Wow! What a day!! Our guys were committed to making this happen, getting up at 3am and working till after 4pm. All 20 of our 22 members were there, and all were needed. From our end, we all enjoyed running our weigh stations, despite a tough bite and sometimes long waits between weighing a fish. Everyone I talked to had nothing but good to say. Suggestion forms were filled out by many and we will look at all items suggested and hopefully improve this format. Photos of most of the fish caught will be posted on our FB page; Portage Lakes Bass Masters Association. 23 boats.
https://www.facebook.com/PortageLakesBassMasters/?fref=hovercard

Big bass each hour figured out to be $170, Second Big Bass each hour was $60.
7am BB, Tony Holzer 2.00lb 2BB, Ben Frydrak 1.76lb
8am BB, Jim Adkins 4.44lb 2BB, Jameson Lecon 3.13lb
9am BB, Todd Paylor 1.85lb 2BB, Nick Hoaja 1.76lb
10am BB, Jeff Brown 2.56lb 2BB, Joey Reed 2.30
11am BB, Robert Muller 5.98lb 2BB, Matt Amedeo 2.78
12pm BB, Nick Hoaja 4.64lb 2BB, Frank Morris 4.63lb
1pm BB, Mike Schmeltzer 3.50lb 2BB, Anthont Baroney 3.32lb
2pm BB, Tony Holzer 2.68lb 2BB, Joey Reed 2.22lb
Overall BB winners
1st BB Robert Muller 5.98lb $345.
2nd BB Nick Hoaja 4.64lb $265.
3rd BB Frank Morris 4.63lb $210.

We again would like to "Thank" our sponsors: Fishermans Central, Waikem Auto Group, and Vic's Sports Center.

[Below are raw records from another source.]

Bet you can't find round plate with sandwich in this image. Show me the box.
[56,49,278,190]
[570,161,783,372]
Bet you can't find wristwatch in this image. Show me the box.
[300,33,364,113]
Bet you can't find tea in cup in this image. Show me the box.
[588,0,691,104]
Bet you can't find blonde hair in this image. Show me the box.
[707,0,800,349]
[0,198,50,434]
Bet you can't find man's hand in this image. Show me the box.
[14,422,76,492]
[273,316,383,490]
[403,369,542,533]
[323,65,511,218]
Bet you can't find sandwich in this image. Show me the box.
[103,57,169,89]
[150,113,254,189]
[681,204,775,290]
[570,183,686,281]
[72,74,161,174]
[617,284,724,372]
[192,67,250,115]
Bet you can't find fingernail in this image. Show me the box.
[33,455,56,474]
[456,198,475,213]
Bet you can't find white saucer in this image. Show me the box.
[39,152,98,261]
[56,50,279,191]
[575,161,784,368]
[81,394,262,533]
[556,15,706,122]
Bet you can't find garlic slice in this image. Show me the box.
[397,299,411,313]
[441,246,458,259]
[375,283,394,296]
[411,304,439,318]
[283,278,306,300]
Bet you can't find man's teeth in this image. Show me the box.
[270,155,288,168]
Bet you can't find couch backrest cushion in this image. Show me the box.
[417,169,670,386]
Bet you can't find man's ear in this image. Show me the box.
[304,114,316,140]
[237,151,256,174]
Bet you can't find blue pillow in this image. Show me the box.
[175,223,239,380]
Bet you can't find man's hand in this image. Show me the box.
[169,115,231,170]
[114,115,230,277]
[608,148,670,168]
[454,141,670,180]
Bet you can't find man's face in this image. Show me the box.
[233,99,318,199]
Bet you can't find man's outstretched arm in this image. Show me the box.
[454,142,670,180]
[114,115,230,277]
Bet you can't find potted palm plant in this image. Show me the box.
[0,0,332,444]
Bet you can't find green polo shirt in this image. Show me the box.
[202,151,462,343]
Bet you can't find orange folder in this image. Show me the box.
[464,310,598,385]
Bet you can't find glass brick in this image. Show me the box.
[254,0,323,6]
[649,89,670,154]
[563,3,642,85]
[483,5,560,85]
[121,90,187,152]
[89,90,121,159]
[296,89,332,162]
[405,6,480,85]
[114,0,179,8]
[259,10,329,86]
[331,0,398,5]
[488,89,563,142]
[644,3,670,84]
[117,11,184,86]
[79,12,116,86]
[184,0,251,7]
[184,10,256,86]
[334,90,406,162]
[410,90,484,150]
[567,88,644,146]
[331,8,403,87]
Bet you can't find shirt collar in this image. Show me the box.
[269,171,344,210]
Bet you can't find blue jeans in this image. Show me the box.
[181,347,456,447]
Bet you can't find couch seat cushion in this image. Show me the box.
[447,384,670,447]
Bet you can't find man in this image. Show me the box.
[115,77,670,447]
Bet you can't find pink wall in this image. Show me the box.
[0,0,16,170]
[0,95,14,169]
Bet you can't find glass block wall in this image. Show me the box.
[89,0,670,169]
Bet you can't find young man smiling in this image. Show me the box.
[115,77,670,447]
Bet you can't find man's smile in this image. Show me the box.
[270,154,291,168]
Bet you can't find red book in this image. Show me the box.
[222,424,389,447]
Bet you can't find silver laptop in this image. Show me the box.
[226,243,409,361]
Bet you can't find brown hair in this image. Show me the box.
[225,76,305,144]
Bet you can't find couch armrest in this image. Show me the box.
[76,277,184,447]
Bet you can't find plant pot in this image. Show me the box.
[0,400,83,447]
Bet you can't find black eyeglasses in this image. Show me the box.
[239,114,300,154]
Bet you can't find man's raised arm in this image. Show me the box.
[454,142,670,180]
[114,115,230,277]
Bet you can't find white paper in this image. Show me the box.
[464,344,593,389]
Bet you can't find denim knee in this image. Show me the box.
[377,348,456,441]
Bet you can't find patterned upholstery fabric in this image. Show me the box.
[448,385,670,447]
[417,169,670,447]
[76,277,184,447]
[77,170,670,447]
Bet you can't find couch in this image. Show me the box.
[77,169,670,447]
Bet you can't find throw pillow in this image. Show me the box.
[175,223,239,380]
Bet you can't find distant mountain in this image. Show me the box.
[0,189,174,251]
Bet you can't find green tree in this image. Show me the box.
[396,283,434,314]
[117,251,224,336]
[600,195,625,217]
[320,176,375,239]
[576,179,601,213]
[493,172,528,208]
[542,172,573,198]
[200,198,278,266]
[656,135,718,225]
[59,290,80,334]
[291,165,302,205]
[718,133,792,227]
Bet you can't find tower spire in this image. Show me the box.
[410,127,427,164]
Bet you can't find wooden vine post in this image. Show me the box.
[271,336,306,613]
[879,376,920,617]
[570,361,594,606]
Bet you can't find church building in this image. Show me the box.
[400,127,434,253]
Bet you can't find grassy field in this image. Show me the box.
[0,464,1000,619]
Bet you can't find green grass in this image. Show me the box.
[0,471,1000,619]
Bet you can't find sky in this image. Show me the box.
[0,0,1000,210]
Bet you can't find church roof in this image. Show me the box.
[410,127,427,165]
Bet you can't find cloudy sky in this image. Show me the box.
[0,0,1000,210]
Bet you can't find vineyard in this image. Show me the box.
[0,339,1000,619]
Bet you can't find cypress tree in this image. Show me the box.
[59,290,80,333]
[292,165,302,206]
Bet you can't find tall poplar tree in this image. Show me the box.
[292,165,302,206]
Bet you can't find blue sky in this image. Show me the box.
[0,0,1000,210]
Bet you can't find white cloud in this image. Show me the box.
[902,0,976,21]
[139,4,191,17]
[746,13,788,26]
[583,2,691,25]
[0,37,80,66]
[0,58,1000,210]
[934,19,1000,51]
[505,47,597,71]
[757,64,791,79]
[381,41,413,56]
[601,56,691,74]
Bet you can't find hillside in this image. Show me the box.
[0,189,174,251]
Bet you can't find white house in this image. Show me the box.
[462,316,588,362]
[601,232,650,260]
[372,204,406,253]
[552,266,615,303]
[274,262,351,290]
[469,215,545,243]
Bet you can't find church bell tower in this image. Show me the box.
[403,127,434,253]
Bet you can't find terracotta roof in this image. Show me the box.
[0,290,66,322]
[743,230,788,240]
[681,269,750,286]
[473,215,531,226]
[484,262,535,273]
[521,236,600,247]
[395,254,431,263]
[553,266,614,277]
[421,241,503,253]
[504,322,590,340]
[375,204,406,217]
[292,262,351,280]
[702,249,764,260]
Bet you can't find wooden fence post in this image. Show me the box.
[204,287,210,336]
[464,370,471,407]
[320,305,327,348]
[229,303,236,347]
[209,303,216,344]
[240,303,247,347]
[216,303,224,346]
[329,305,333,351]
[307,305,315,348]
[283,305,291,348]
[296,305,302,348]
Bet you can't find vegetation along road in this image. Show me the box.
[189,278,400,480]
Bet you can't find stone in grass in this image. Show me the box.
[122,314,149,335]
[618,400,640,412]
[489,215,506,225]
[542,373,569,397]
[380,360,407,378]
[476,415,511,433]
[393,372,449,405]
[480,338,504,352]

A BIG "Thank You" to all our participants!! Stay tuned for the next one.
I will post a link when its ready. Thanks!! I'm going to sleep now


----------



## Dillon Friend (Jan 12, 2016)

What was your turn out like?


----------



## Shortdrift (Apr 5, 2004)

Sounds like it was a lot of fun and well run. Any pictures?


----------



## lakeslouie (Jan 11, 2006)

Shortdrift said:


> Sounds like it was a lot of fun and well run. Any pictures?


https://www.facebook.com/PortageLakesBassMasters/?fref=hovercard


----------



## Buzzking (Feb 15, 2013)

We had a great time and this was very well ran. Portage Lakes Bass Masters and Louie Knukle did an outstanding job..esp. the T.D. We even got a check after weighing in three times. Should be their one and only BB tourney and should be a limited field. Say 70 boats! IMHO These guys should be commended for a great job. The big tourneys down south run this kinda tourney for 200+ boats with big lakes. It was great to have the same type of service and cohesiveness to pull it all together with *5 weigh in stations!* on Portage Lakes. Okay the proof is in the pudding, so look at those pictures of Dan Blackert and know he shot himself in the foot and would have had some checks coming his way if not for a slight rules violation. Hats off to Dan & Eric Dufala for hammering them!


----------